Second, Microsoft Advertising and Bing SEO — meaningful for desktop B2B audiences and increasingly for AI Copilot citation visibility, particularly given Bing's 12.80% UK desktop share and the steady accumulation of Microsoft Edge usage.
Third, AI search optimisation, or GEO — earning citations in ChatGPT, Perplexity, Gemini and Claude responses. The AI search disruption is covered in detail on the companion page; this page provides the conventional-search denominator that lets UK businesses size each workstream.
For wider context see the wider state of UK AI tool adoption.
Wolfstone analysis: UK Google share trajectory and linear projection
No public source has published a single UK Google share decline rate. Wolfstone derives one by chaining Statcounter's monthly UK time-series from January 2024 (93.51%) through August 2025 (93.35%) to April 2026 (91.47%). The annualised decline rate is approximately 0.91 percentage points per year. Linear projection at the same rate would put UK Google share at 90.6% by April 2027 and 89.7% by April 2028 — but this is a directional estimate, not a forecast: the 2009–2022 UK Google share was essentially flat, the recent decline is a structural break, and the CMA's conduct-requirement consultation plus AI search disruption are non-linear forces that could bend the curve in either direction.

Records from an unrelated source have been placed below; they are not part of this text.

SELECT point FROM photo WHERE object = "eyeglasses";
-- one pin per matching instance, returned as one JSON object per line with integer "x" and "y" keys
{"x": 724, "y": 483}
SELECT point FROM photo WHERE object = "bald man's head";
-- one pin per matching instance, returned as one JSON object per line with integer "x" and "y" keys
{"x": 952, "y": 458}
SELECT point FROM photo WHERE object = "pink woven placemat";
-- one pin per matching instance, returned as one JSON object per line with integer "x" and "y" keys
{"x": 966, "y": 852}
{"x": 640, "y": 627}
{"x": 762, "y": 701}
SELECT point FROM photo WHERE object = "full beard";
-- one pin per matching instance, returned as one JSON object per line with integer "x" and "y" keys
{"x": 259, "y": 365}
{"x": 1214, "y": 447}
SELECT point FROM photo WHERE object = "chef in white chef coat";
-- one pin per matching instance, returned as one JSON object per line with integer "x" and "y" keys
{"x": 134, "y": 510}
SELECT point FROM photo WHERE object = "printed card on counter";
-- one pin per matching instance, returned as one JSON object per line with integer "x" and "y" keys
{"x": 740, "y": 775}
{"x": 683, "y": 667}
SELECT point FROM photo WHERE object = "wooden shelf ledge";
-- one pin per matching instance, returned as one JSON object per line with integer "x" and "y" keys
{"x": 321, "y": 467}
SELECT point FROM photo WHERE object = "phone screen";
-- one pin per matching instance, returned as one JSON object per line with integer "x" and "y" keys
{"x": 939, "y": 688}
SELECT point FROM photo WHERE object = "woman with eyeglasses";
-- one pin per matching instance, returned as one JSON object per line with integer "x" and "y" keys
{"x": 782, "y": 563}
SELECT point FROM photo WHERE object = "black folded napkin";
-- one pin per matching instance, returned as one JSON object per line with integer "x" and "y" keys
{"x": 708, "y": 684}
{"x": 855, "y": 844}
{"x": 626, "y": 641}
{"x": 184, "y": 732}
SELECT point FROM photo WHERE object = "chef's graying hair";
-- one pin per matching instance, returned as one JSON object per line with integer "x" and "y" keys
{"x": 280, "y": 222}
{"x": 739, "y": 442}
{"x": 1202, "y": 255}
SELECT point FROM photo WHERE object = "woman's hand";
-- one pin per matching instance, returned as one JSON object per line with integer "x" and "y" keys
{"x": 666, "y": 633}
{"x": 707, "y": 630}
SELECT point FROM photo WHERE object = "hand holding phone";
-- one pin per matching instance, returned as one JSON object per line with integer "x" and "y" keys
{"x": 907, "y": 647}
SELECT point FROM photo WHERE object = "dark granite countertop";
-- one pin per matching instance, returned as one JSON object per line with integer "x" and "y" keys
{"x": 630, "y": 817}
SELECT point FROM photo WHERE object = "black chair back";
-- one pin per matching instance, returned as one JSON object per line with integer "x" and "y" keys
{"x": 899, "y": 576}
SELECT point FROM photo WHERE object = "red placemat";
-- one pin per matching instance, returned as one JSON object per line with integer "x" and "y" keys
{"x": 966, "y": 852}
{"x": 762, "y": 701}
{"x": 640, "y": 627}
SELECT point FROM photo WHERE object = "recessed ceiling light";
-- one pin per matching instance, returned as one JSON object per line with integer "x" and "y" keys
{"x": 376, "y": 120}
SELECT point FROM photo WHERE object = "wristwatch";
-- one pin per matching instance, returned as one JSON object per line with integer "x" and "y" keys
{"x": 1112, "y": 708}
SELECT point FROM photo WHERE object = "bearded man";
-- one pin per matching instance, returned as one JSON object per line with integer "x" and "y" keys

UK Google share trajectory, January 2024 through April 2026, with linear projection to 2028.
Wolfstone analysis of Statcounter Global Stats UK monthly time-series.
Methodology
Inputs: Statcounter Global Stats UK monthly time-series — January 2024 (93.51%), August 2024 (93.50%), August 2025 (93.35%), April 2026 (91.47%). Methodology is referrer-based panel observation across approximately 1.5 million tracked websites.
Formula: Annualised decline = (latest share − earliest share) ÷ months elapsed × 12. Decline = (91.47% − 93.51%) ÷ 27 months × 12 = approximately −0.91 percentage points per year.
Output: Linear projection at the same decline rate would give UK Google share at approximately 90.56% in April 2027 and 89.66% in April 2028.
Limitations: The 2009–2022 period was essentially flat in the 92–94% band; the 2024–2026 decline is a structural break, not a long-run trend. The CMA's SMS designation (October 2025) and conduct requirement consultation (closed February 2026) are likely to introduce default-search choice screens and other interventions that would accelerate the decline. AI search disruption is non-linear and could either accelerate or arrest the trajectory depending on whether AI substitution displaces Google search volume or merely changes the user experience inside Google. Treat the projection as illustrative, not predictive.